Theory of Matrices proof for basis, spanning set, linear independence

Question

Let $V$ be a finite dimensional space, $\dim V=n$, and let the set $s= \{v_1, v_2,..., v_n\}$ in $V$.

1) if $s$ is linearly independent then $s$ is a basis of $V$

2) if $s$ is spanning then $s$ is a basis of $V$

The question is asking to prove this. I am able to show the reverse of the above but I keep getting stuck.

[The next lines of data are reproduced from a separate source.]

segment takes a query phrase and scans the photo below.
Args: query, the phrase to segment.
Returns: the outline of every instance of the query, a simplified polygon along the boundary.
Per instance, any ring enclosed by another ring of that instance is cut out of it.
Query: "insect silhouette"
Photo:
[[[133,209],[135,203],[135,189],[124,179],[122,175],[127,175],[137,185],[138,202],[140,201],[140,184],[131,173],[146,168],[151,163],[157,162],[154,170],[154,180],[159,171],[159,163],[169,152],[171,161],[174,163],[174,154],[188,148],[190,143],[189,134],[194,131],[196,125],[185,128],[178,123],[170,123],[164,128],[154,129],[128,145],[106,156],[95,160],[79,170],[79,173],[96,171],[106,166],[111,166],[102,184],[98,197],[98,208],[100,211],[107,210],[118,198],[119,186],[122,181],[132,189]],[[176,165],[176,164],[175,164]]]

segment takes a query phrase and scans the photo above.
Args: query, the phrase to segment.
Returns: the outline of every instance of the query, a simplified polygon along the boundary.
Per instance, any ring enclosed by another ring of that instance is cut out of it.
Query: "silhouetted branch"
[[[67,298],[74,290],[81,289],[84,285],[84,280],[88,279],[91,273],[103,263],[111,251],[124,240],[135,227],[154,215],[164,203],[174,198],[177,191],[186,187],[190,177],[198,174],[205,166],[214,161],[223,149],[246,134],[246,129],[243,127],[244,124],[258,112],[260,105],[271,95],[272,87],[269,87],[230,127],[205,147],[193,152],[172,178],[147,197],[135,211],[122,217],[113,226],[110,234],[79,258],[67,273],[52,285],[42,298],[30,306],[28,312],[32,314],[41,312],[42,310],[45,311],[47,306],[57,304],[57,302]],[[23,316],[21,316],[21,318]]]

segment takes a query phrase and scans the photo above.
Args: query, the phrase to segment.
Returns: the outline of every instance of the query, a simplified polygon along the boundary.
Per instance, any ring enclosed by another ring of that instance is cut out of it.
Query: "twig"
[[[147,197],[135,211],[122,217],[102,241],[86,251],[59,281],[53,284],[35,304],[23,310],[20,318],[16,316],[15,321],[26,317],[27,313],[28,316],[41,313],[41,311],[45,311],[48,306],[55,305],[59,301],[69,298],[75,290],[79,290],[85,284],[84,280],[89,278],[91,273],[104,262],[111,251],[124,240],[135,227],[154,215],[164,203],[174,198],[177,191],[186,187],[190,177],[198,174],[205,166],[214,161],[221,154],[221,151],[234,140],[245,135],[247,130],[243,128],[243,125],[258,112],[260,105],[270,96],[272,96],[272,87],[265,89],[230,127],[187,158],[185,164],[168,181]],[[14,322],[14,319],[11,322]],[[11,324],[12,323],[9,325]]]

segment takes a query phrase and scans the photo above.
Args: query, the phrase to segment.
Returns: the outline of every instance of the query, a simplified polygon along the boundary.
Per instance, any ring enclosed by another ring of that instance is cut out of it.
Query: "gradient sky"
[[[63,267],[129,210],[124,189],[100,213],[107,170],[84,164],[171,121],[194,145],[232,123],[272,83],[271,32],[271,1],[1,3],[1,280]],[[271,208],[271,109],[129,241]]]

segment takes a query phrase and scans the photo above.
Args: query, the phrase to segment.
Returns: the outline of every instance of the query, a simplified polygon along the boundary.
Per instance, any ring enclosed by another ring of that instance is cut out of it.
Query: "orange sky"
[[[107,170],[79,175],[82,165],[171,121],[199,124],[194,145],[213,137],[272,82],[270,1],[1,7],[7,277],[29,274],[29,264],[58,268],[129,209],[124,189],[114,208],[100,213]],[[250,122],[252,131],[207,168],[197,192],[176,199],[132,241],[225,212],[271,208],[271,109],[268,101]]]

I appreciate any help.

Answer 1

For part 1. You can show that if $\{s_1,\ldots,s_n\}$ doesn't generate $V$, then there exist a vector $w\in V $ such that $w$ is not a linear combination of $\{s_1,\ldots,s_n\}$. Then you must show that the set

$$\{s_1,\ldots,s_n,w\}$$ is linearly independent (check this please using that $\{s_1,\ldots,s_n\}$ is l.i. by part 1 hypothesis) and this is a contradiction with $\dim(V)=n$. Then $\{s_1,\ldots,s_n\}$ must generate $V$.

In general. If $k\leq\dim (V)$ and $\{v_1,\ldots,v_k\}$ is a linearly independent set of vectors in $V$. Then the set ontained adding a vector $w\in V$ that is not a linear combination of $\{v_1,\ldots,v_k\}$ is always linearly independent.

Also. You can show the following: If a set of $m$ vectors $\{u_1,\ldots,u_m\}$ generate a vector space $V$, then any linearly independent set of vectors in $V$ doesn't contain more than $m$ elements. You can use this for part 2.